Vapor grown carbon nanofiber based cotton fabrics with negative thermoelectric power

Abstract

Vapor grown carbon nanofiber (CNF) based ink dispersions were used to dip-coat woven cotton fabrics with different constructional parameters, and their thermoelectric (TE) properties studied at room temperature. Unlike the positive thermoelectric power (TEP) observed in TE textile fabrics produced with similar carbon-based nanostructures, the CNF-based cotton fabrics showed negative TEP, caused by the compensated semimetal character of the CNFs and the highly graphitic nature of their outer layers, which hinders the p-type doping with oxygen groups onto them.

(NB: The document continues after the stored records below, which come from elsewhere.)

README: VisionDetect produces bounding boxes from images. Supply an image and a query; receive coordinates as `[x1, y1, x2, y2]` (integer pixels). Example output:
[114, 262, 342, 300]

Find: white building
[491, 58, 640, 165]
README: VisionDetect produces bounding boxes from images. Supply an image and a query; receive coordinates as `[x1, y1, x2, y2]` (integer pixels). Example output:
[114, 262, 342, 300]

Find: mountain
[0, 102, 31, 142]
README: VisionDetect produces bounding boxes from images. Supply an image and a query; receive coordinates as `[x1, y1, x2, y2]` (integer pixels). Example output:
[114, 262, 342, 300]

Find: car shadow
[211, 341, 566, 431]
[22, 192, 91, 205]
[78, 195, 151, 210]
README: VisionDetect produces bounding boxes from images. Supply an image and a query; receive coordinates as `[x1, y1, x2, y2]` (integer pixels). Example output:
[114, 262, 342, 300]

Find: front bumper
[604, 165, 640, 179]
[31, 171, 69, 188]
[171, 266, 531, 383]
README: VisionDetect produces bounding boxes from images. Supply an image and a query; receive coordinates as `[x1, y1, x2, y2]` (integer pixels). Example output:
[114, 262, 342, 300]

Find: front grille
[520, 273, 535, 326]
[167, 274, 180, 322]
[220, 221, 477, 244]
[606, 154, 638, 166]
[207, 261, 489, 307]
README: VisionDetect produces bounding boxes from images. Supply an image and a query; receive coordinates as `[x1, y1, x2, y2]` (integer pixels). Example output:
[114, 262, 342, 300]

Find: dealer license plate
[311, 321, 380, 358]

A dependence of the electrical conductivity (σ) and TEP as a function of the woven cotton fabric was also observed. The cotton fabric with the largest linear density (tex) showed the best performance with negative TEP values around − 8 μV K−1, a power factor of 1.65 × 10−3 μW m−1 K−2, and a figure of merit of 1.14 × 10−6. Moreover, the possibility of a slight e− charge transfer or n-doping from the cellulose onto the most external CNF graphitic shells was also analysed by computer modelling. This study presents n-type carbon-based TE textile fabrics produced easily and without any functionalization processes to prevent the inherent doping with oxygen, which causes the typical p-type character found in most carbon-based TE materials.